How to firewall rule webserver on GREENZONE? - debug mode

Hello,

my hardware (odroid h2) only has 2x LAN NICs (RED, GREEN Zone)

is it possible to run a webserver in green zone? (port 80, and 443 should be accessible via firewall and (NAT?) forwarded to 192.168.10.100 (webserver))

webserver is working & tested

tried to create a firewall rule

this might be helpful one-liner for debugging problems and firewall rules:

  1. enable ssh

  2. login

find /var/log/ -type f ( -name "" ) ! -path '.gz*’ -exec tail -n0 -f “$file” {} +

as it showed me:

==> /var/log/messages <==
Jun 11 13:00:14 ipfire kernel: DROP_INPUT IN=red0 OUT= MAC=00:1e:06:45:… SRC=192.168.0.71 DST=192.168.0.100 LEN=60 TOS=0x10 PREC=0x00 TTL=64 ID=13153 DF PROTO=TCP SPT=58756 DPT=80 WINDOW=64240 RES=0x00 SYN URGP=0

EDIT: Please attach images within the post instead of using an outside website.
-moderator

Looks like it should work.
Try Source red or any instead of firewall.
In the network section.
Not sure firewall is the same as red.

Hi,

please refer to this wiki page for instructions on how to create a port forwarding.

Thanks, and best regards,
Peter Müller

3 Likes

Before coming to the answer, I need to make few premises.

A destination NAT or port forward makes sense only when you have incoming traffic from the public internet IP space directed to a machine sitting inside a local network.

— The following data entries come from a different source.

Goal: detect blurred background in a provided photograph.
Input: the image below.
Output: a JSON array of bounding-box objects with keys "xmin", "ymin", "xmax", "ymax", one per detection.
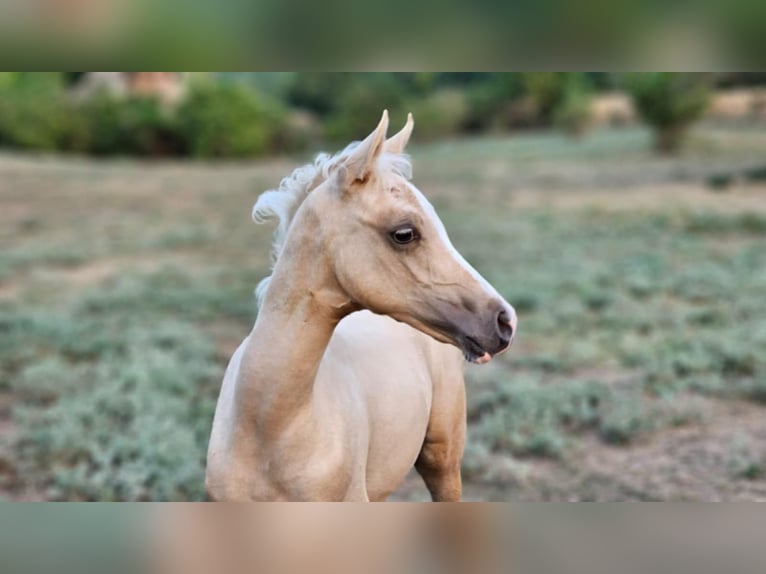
[{"xmin": 0, "ymin": 72, "xmax": 766, "ymax": 500}]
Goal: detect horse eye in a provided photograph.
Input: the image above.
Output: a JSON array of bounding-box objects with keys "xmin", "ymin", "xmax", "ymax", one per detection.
[{"xmin": 391, "ymin": 227, "xmax": 418, "ymax": 245}]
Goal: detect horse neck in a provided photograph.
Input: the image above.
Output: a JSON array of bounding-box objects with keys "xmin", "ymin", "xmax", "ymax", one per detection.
[{"xmin": 235, "ymin": 208, "xmax": 353, "ymax": 437}]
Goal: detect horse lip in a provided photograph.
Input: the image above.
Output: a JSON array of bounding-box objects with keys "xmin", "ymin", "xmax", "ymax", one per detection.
[{"xmin": 460, "ymin": 336, "xmax": 492, "ymax": 363}]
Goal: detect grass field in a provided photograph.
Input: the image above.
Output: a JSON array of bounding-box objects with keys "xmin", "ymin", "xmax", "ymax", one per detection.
[{"xmin": 0, "ymin": 125, "xmax": 766, "ymax": 500}]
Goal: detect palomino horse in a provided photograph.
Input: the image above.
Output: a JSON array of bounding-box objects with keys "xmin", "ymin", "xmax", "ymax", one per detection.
[{"xmin": 206, "ymin": 112, "xmax": 516, "ymax": 501}]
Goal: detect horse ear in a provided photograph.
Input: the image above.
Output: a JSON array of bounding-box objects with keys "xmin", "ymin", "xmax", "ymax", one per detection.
[
  {"xmin": 383, "ymin": 114, "xmax": 415, "ymax": 153},
  {"xmin": 343, "ymin": 110, "xmax": 388, "ymax": 181}
]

Meaning having an IP located in one of the private ranges allocated for this purpose (e.g. 192.168.0.0/16). In this case, it is necessary to have a gateway of sort (like IPFire) in front of the final destination intercepting that traffic and redirecting it to the local IP where the packets are supposed to go (based on the port number).

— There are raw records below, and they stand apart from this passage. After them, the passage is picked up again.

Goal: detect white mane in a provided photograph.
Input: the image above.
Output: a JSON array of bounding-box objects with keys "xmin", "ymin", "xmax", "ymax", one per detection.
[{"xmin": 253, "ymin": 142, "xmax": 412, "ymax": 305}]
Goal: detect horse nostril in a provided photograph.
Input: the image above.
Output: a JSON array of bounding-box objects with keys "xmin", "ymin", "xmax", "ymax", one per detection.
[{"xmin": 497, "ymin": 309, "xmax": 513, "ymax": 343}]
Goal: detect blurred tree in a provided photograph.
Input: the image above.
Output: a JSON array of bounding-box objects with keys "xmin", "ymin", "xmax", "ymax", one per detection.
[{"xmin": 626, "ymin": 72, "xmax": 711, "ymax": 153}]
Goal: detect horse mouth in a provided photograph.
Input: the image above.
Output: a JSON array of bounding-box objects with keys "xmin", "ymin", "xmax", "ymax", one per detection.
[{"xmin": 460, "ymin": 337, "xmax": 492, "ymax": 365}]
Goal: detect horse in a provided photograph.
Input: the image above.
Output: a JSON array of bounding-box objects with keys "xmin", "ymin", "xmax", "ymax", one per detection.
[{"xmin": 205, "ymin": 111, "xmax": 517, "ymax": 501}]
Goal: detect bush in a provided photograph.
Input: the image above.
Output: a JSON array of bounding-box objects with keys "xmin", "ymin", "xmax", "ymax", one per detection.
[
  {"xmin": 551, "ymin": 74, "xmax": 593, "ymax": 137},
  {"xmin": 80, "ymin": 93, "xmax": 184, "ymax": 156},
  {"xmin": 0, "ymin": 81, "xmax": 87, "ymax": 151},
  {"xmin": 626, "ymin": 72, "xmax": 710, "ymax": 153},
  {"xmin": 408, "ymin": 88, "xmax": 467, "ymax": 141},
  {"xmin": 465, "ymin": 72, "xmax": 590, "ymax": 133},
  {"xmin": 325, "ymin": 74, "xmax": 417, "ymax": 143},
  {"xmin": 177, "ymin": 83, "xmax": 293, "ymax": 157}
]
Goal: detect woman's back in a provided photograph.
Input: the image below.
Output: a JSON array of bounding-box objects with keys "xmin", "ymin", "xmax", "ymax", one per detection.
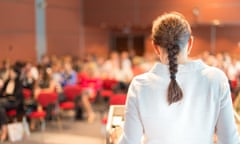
[
  {"xmin": 123, "ymin": 61, "xmax": 238, "ymax": 144},
  {"xmin": 120, "ymin": 12, "xmax": 239, "ymax": 144}
]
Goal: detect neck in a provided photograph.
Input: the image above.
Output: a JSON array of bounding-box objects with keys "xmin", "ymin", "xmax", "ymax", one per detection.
[{"xmin": 160, "ymin": 55, "xmax": 190, "ymax": 64}]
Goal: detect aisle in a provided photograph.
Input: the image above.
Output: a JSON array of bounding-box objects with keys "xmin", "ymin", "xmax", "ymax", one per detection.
[{"xmin": 4, "ymin": 113, "xmax": 105, "ymax": 144}]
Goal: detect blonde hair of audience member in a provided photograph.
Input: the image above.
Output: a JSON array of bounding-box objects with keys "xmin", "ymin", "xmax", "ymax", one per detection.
[{"xmin": 119, "ymin": 12, "xmax": 239, "ymax": 144}]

This premise has one major implication. You do not need any DNAT rule if you want to make a web server in the green zone accessible to any other machine in the same network. That’s because there is no need to forward the traffic, as anyone inside the network knows where the traffic should go, including any switch you are using.

One more premise. In IPFire firewall web user interface, with the term “firewall” in source or destination you refer to the IPFire machine itself, or more specifically to a process running on IPFire. For example, if you want to allow the unbound DNS server to be accessible, you create an allow rule where as a destination you put “firewall”.

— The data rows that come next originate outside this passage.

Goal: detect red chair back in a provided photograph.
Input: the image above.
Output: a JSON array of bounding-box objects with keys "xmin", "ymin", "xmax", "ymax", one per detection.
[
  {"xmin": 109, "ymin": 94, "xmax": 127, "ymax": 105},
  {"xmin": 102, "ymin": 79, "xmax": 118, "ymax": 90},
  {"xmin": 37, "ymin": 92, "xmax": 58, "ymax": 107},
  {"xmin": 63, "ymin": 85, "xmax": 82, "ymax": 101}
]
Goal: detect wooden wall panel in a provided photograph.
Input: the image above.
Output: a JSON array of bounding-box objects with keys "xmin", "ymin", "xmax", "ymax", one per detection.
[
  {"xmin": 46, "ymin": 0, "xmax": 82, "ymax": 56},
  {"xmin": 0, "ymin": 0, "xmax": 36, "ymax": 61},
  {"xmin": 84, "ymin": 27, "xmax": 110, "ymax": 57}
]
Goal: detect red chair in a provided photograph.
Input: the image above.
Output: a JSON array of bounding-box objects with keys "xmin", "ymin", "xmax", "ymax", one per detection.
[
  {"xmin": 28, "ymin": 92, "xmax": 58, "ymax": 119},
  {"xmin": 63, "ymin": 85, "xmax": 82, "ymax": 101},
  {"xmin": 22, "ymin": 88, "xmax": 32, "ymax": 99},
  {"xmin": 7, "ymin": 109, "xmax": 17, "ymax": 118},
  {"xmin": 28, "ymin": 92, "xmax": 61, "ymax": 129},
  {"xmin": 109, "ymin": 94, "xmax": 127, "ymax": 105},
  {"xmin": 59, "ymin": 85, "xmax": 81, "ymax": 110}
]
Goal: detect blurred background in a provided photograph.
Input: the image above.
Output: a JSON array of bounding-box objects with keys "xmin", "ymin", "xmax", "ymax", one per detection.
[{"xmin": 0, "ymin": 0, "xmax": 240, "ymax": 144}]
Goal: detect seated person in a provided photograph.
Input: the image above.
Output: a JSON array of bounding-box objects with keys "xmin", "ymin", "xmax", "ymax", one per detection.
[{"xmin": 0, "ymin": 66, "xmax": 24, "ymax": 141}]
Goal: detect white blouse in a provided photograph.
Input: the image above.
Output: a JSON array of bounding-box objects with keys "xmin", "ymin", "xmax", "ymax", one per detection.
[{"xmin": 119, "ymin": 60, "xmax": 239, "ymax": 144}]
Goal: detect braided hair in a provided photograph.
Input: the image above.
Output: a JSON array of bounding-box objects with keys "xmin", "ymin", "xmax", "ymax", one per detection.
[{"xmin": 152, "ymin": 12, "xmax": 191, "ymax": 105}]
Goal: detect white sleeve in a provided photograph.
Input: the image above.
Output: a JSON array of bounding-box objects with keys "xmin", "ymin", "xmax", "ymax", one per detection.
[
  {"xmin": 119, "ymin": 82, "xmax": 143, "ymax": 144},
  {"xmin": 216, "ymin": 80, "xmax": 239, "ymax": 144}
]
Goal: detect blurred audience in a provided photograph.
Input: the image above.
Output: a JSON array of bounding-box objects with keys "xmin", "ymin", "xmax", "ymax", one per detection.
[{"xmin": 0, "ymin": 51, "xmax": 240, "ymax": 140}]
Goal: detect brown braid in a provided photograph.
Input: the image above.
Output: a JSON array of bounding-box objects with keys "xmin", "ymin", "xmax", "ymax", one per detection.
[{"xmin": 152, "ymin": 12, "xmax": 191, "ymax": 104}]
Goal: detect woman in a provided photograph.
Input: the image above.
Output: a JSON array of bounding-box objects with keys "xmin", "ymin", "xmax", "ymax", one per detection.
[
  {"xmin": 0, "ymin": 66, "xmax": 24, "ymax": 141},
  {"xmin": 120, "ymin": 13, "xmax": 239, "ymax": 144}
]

Finally I can come to the point of your question. As a source, you do not specify “firewall” because you are not opening a DNAT for a process running on IPFire, but for some machine coming from Internet, hence the source should be the red interface. In the NAT section you specify “automatic” as the firewall interface. The rest seems to be all right.

One comment. Are you aware that what you want to do is a very bad idea, as it will almost entirely invalidate the usefulness of a firewall in the first place?

When your web server will be hacked using one of the billion of exploits available, the attackers will have an highway access to any other machine in your green network. That’s why there is the orange zone available. You should put any machine you intend to have hacked some day in the future (also called web server for brevity) in there. In other words, you do not use a computer like the odroid with only two ethernet ports as a firewall, if you intend to have behind it a machine that will be hacked in the future. You use instead 3 ethernet ports, or you use a layer 3 switch and make use of the VLAN functionality available on IPFire.

5 Likes

To allow internet clients to connect to your internal web server, change the Source to ‘Standard networks → Any’. (you have ‘Firewall’ in your screenshot).
Once it works you can tighten down the allowed internet clients by using Firewall Groups (location, hosts, networks) instead of Any.

Then in your port forward rule:
Under Protocol, do not specify a source port (you have 80 in your screenshot). That will not work.
Source ports are usually random high ports chosen by the client (never 80).
Only the Destination Port 80 needs to be set which will forward port 80 from external to internal.
If you want to forward a different external port eg: external 8080 to internal 80 set it in the External Port (NAT).